AN INTEGRATED GEOMORPHIC/HYDROLOGIC STUDY ON THE EFFECTS OF LITHOLOGY AND BASELEVEL INFLUENCE ON DRAINAGE DENSITY AND GROUNDWATER/SURFACE WATER INTERACTION IN SLATE AND CARBONATE WATERSHEDS IN EASTERN PENNSYLVANI

We studied thirteen drainage basins in the Great Valley of Eastern Pennsylvania to examine the effects of lithology and local baselevel on drainage basin morphology and groundwater/surface water hydrology. Most of the basins we are studying begin in the Ordovician Martinsburg slate and shale and flow across a suite of Cambro-Ordovocian carbonates before discharging into the Delaware or Lehigh Rivers. However, several drainage basins are underlain entirely by slate/shale or carbonates. The Lehigh and Delaware rivers are incised approximately 50m below the carbonate surface and 150m below the slate/shale surface respectively, and establish regional hydrologic baselevel.

Drainage networks are well-developed and deeply incised in the shale/slate terrane and less prominent in the karst terrane. Drainage densities measured from high resolution hydrologic maps are higher by nearly a factor of two in the shale/slate terrane compared to the carbonate terrane (average drainage density in the shale/slate = 2.27 km/km² vs 1.29 km/km² in the carbonates).

One might expect the streams to be groundwater fed from springs in the carbonates and dominated by surface water runoff in the shale/slate, however, we find the exact opposite during low to “normal” flow conditions. Tributaries frequently originate at springs formed along fracture and cleavage porosity in the shale/slate or at the surface cover/bedrock interface.
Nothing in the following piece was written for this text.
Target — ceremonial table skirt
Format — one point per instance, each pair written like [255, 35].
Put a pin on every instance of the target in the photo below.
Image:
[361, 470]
We measured discharge under baseflow or near baseflow conditions in five streams across the slate/carbonate contact to determine whether the streams are losing or gaining from segment to segment. In the shale/slate terrain the streams are gaining, but when the streams transition into the carbonates, they become losing streams. Whereas all four of the streams that traverse both shale/slate and carbonates switch from gaining to losing across the boundary between the two lithotypes, the groundwater/surface water interactions appear to be complicated by the length of the traverse across the carbonates. The drainage basin that is entirely underlain by shale/slate also becomes a losing stream as it plunges from the high upland surface toward the Delaware River baselevel. This suggests that surface water/groundwater interactions are influenced by the low regional groundwater baselevel as well as lithology.